Things are changing, albeit slowly. It is tourists like yourself who have helped to bring about much of the change, not by boycotting the country but by writing letters of protest and supporting animal charities. I work for a program that feeds and neuters strays which is making huge strides. Apart from the routine work of ensuring the health of thousands of strays, we go into schools as it is the children who will bring about the biggest change. I have had one of my cats shot and another poisoned , but the work goes on.
When I was small, I often spent time at my Grandfather's farm in the country, in the U.K. and saw much casual cruelty towards animals both from the farm hands and the people around. In later years, we acquired two cats, on separate occasions, from different people, both of whom were in the process of being drowned because "they were a nuisance" - the last one was less than 20 years ago. I also successfully engineered a prosecution against a neighbour who was poisoning cats and dogs because they ran into her (unfenced!) garden so it is relatively recently that some in good old Britain are starting to realise that this behaviour is unacceptable.

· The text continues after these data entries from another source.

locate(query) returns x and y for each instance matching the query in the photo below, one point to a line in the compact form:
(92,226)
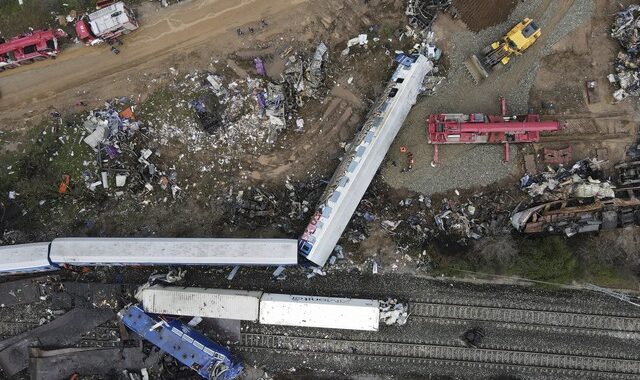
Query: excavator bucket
(476,69)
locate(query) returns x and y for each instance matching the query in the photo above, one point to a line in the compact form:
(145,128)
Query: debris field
(296,189)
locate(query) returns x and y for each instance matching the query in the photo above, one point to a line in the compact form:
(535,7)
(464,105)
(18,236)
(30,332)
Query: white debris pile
(393,313)
(580,181)
(221,114)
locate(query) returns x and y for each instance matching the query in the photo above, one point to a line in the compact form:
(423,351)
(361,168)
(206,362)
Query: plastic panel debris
(208,303)
(210,360)
(25,258)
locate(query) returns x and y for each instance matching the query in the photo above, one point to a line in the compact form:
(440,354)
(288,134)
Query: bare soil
(479,14)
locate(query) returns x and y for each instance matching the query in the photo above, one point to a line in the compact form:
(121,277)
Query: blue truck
(211,360)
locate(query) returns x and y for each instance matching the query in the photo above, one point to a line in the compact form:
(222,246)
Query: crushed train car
(209,359)
(575,215)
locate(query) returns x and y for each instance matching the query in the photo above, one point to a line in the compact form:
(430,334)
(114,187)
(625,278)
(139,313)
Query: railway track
(393,352)
(577,320)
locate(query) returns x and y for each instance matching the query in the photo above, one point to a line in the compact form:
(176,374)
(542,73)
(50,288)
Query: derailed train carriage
(42,257)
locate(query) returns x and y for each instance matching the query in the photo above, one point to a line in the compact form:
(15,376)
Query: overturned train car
(573,216)
(48,256)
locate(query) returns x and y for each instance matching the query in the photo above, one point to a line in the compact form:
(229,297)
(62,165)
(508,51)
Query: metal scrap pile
(626,30)
(580,181)
(480,215)
(393,313)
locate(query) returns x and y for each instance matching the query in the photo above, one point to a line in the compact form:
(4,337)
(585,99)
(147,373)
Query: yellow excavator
(498,54)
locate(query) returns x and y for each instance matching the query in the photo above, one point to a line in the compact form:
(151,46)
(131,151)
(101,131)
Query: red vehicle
(478,128)
(29,47)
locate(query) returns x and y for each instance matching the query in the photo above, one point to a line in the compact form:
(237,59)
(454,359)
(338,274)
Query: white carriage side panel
(150,251)
(323,312)
(363,158)
(25,258)
(201,302)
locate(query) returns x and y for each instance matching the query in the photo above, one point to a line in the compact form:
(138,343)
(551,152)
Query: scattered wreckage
(627,73)
(579,199)
(578,215)
(579,181)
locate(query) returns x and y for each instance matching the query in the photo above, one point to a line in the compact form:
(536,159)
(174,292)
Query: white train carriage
(173,251)
(25,258)
(323,312)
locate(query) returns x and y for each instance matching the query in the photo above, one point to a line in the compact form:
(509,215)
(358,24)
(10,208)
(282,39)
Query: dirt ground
(479,14)
(187,34)
(166,45)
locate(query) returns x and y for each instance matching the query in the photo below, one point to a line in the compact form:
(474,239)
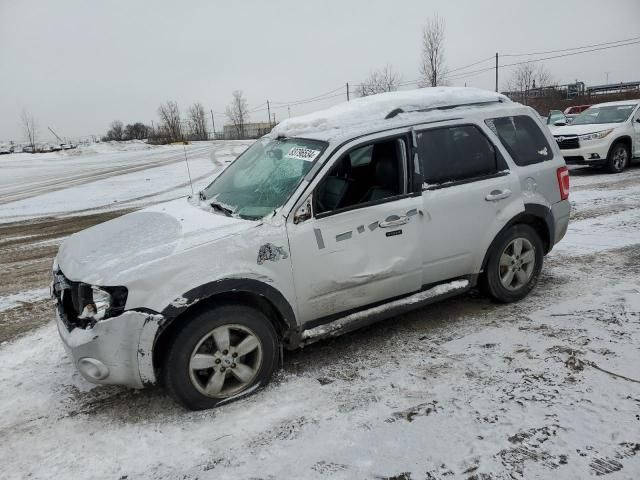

Re the cats in Greece, they do not breed or they produce much smaller litters when food is scarce.All the kind tourists feeding them at Taverna tables means that they are well fed in the Tourist season and often produce a second litter in September (the first is generally in March). The kittens from the second litters often starve to death as all the tourists have gone. I know many wonderful Greek people who look after colonies of stray cats and dogs but there is a limit to what they can do and many tourist places shut down for the winter. Feeding them is actually a cruelty in itself.
There is cruelty everywhere, education and practical help is the key.